ABD’de ve bizde kültür
Eğitimci, yazar Nurettin Sezen Bey, ABD’den bir e-posta gönderdi. Yer darlığından mektubu çok az kısalttım:
“‘Sözlük yazmakla bölünülmez! ‘başlıklı yazınızı okudum ve beni hayli etkiledi. Dikkatimi çeken; ‘Türk Dil Kurumu (TDK) ... Darbeden sonra hükûmete bağlandı. Önceki durum fecaatti tabiî... Aşırı solun elinde oyuncak olmuştu. Yeni dönemde, Hükûmetlerin zırt-pırt müdahalesini de önleyecek tedbirler alınmalıydı. Şimdi bu yüksek kurumlar, gelen hükûmetlerin insafına bırakıldı. Allah’tan başa getirilen insanlar işi bilenler. ...’ diye devam eden sözlerinizden sonra, bana göre ‘Neler yapılmalı?’ sorusunun cevabının aranmasındaki gayretiniz ve TDK Başkanıyla olan diyaloglarınız beni ümitlendirdi. (...) ‘Prof. Kaçalin, Çin Halk Cumhuriyetinde Türkoloji çalışmalarını yakından takip ediyor.’ gerçeğiyle, “hükûmetlerin insafına bırakıldı...” tespitinizin sizleri ve yetkilileri ümitsizliğe düşürmeyeceğine inanıyorum. (...)

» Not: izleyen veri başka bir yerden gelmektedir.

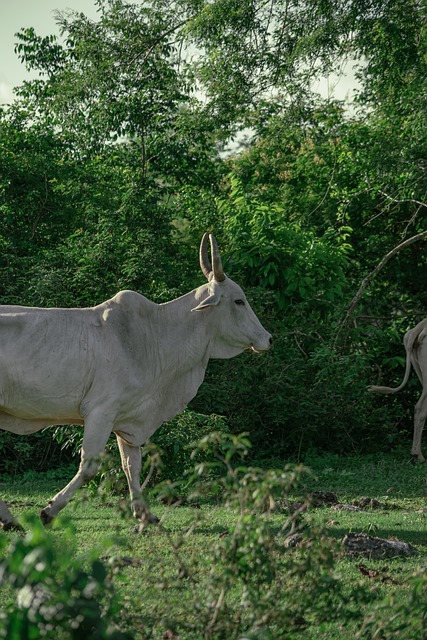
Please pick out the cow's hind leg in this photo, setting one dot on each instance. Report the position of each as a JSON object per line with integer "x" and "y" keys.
{"x": 131, "y": 463}
{"x": 420, "y": 416}
{"x": 94, "y": 440}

Dün akşam üniversite hocalarının da bulunduğu özel bir toplantıda, 68 kuşağından bir arkadaş, ‘Kahroluyorum; çocuklarımızı sokmuşuz bir sınav kulvarına, dil eğitimimiz, kültürümüz yok, tarihimizi bilmiyoruz. Kitap okuyan gençlerimizi göremiyoruz, 6.000 kitabım var okuyan yok.’ diyor ve genel kültürle ilgili 2 cilt kitabı okuması için bir gence veriyor ve devam ediyordu: ‘ABD’nin ekonomisine sahip ve 25-50 yıllık planları olan şirketler, geleceklerinin eğitimde olduğunu biliyor ve eğitime de yatırım yapıyor. Basın-yayın da onların elindedir.’
ABD’de okullarda dil eğitimi, iyi yetişmiş elemanlarca veriliyor. Çocuklara yönelik yayın çok fazla. Hele televizyon kanalları, bir örgün eğitim kuruluşu gibi çalışıyor. 10-15 TV. kanalı var ki, ana okulu dahil lise seviyesinde dil ve kültür eğitimini tekrar tekrar yayınlıyor.
Türkiye’de, buradaki kalitede ve ısrarla yayın yapan, eğitime yönelik kanallar yok denecek kadar az. Kitap okuma alışkanlığının varlığını edebiyatçılarımız yana yakıla dile getirdiklerini her zaman görüyoruz. Kitap değil, ilköğretim diploması olanlar günlük gazeteleri okuyacak kültüre muhtaç. (...)
Bir arkadaşımız, ‘Çocuklarımın eğitimi annelerinin elinde. Bir nesil sonrakilerin Türklüklerini kaybedeceklerini görür gibiyim.’ dedi. Bu gerçek ABD’de yaşayan gençlerimizi bekleyen tehlikeler olduğu gibi Türkiye’de de kültür varlığımızı tehdit ettiğinden şüphe etmiyorum.
Florida/Orlanda’da, T. Fikret’in oğlu Halûk’u düşünmem uykularımı kaçırmıştı. Ben Halûk’a ‘Kültürler Savaşı’nda, cephede kaybedilen ilk neferlerden biri olarak bakıyorum. Kürtçe sözlük vs. değil, Türkiye’de baskın yabancı kültürlerin dejenerasyonunun engellenmesi ve Türkiye dışındaki varlığımızın korunarak güçlendirilmesi için çaba göstereceğinizi ümit ederek sizlere başarılar temenni ediyorum.”